After 75 years of career, the sacred monster of the theater, just as unforgettable in the cinema with Chabrol and Truffaut, had told AFP in 2019 that he would no longer go back on stage, after having made his "merry way".

A giant of the stage, legendary in "The Miser" and "The King is dying", who a few years earlier hoped "never to stop playing".

On the big screen, he was an astonishing Mitterrand in the evening of his life in "Le Promeneur du Champs-de-Mars" by Robert Guédiguian (2004), with a mimicry that will disturb even those close to the former president, and a masterful Javert in "Les Miserables" by Robert Hossein (1982).

He never tired of his roles, weaving and re-embroidering his interpretation, his measured voice suddenly swelling to the audience's surprise, amazed at the energy he retained despite his age.

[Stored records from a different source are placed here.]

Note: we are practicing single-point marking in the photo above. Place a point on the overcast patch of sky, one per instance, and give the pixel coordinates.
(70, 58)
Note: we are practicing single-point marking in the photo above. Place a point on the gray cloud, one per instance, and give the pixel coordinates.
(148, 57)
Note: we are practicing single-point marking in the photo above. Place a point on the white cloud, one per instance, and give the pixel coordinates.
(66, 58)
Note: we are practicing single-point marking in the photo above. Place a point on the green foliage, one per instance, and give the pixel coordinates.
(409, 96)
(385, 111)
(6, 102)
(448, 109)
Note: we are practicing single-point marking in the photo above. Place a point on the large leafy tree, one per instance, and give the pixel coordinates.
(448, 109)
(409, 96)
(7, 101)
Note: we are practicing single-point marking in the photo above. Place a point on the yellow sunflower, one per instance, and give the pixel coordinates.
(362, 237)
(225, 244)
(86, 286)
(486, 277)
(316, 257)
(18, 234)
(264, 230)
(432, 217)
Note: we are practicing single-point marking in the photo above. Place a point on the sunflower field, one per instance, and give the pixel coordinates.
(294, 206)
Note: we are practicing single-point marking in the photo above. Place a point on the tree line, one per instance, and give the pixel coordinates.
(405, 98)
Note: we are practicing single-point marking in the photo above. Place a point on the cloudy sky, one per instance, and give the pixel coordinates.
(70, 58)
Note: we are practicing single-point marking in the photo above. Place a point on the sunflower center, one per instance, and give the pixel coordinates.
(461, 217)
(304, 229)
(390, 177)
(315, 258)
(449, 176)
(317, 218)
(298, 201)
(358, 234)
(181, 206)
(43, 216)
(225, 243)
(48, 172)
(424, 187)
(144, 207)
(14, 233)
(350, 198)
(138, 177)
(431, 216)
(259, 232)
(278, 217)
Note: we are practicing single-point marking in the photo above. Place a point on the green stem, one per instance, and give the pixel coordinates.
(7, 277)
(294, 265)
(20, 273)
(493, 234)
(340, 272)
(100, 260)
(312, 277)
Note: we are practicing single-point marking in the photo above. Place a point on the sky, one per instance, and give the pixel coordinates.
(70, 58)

Michel Bouquet interprets Javert in Les Misérables by Robert Hossein for television, March 29, 1982 in Paris PHILIPPE WOJAZER AFP / Archives

Prolific, often enigmatic and disturbing, the actor had received many awards, including twice the César for best actor: in 2002 for Anne Fontaine's film "How I Killed My Father", then in 2006 for "The Walker of the Champs-de-Mars".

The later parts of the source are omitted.